Mandela a offert le pardon aux auteurs de crimes abominables, non pas parce qu’ils le méritaient, mais pour rendre possible un avenir commun. Le pardon, dans sa forme politique devient donc la condition essentielle de la justice et du dépassement de la condition coloniale.
C’est pour cela que Mandela s’était particulièrement attaché à la mise en place de la Commission Vérité et Réconciliation. Cette commission était le vecteur du processus du pardon, mais considéré dans sa forme politique – c’est-à-dire un pardon conditionnel. Et le rôle de la commission était de permettre ce pardon conditionnel. Mais à quelle condition ? On pardonne en échange de la vérité. Ce n’était ainsi pas un pardon religieux ou moral pur, mais un acte politique stratégique, pour éviter la vengeance et construire la paix. La vérité sur le passé permet des choix politiques qui viennent justement rectifier ce passé.

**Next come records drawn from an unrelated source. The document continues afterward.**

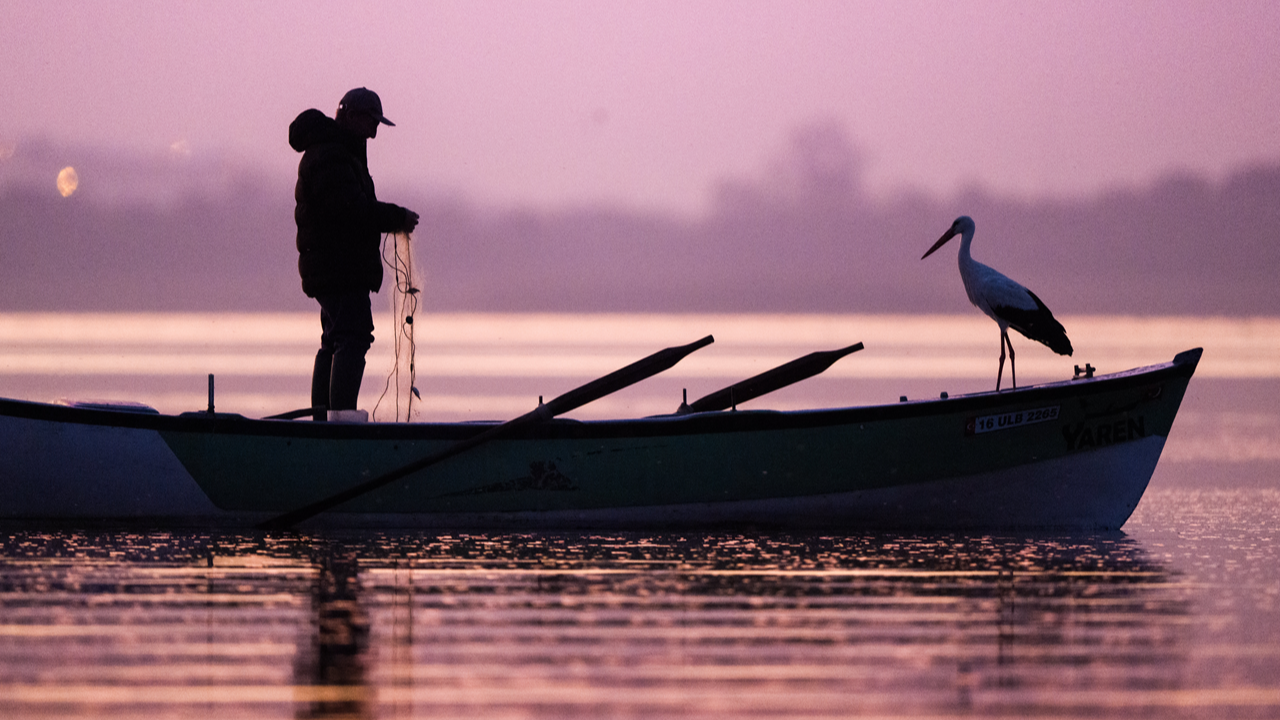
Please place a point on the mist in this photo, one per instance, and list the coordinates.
(152, 233)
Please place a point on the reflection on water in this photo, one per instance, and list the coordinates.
(1155, 623)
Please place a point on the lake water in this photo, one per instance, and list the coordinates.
(1175, 616)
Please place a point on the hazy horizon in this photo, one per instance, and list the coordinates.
(654, 156)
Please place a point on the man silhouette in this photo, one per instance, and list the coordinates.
(341, 223)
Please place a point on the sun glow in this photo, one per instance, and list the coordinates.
(68, 181)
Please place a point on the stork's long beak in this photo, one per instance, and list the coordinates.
(941, 241)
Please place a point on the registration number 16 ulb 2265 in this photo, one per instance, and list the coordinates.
(1006, 420)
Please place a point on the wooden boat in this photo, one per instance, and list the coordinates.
(1065, 455)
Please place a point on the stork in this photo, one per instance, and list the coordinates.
(1004, 300)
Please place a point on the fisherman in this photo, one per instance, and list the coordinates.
(339, 232)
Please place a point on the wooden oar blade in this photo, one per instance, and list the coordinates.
(594, 390)
(769, 381)
(625, 377)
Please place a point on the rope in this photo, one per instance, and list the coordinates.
(405, 296)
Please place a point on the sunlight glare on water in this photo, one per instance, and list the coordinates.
(1176, 618)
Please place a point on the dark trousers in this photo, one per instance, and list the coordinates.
(347, 332)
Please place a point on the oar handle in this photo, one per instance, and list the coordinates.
(624, 377)
(576, 397)
(769, 381)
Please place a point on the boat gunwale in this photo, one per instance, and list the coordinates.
(698, 423)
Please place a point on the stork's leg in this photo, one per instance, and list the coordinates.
(1013, 369)
(1000, 373)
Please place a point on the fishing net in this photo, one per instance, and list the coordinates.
(406, 292)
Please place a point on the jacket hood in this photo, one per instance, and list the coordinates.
(314, 127)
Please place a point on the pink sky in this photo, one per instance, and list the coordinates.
(649, 104)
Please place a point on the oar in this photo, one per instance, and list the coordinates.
(768, 381)
(293, 414)
(576, 397)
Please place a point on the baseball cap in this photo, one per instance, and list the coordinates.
(364, 100)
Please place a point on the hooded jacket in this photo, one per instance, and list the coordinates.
(338, 215)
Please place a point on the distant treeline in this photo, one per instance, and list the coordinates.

C’est là l’immense croyance de Mandela.
Qu’est-ce que cela voudrait dire pour nous à Maurice – où il y a eu la mise en place d’une commission pour la justice et la vérité ? Cela signifie quelque chose de très simple : nous devons impérativement découvrir les vérités de notre passé et nous confronter à elles, en en regardant les douleurs en face – sans faiblir et sans juger –, si nous souhaitons combattre le racisme actuel dans ce qu’il a de structurant économiquement, socialement et culturellement.
Cette histoire se doit d’être enseignée dans nos écoles afin de construire une conscience collective ancrée dans une histoire commune et non plus dans des origines différentes. Cette histoire doit également se refléter dans la construction de la justice sociale, ce qui semble particulièrement pertinent à l’heure où d’importantes réformes du modèle social sont à l’œuvre. Et enfin, cette histoire doit permettre de redéfinir un vivre-ensemble dont les objectifs sociétaux seraient renouvelés.
Nous n’effacerons pas le passé, et nous ne l’oublierons pas non plus. Mais nous avons besoin d’une rupture réelle avec celui-ci. Et le mot rupture doit ici prendre son vrai sens politique, c’est-à-dire celui de la possibilité d’une émancipation socio-économique réelle des dominés de l’histoire.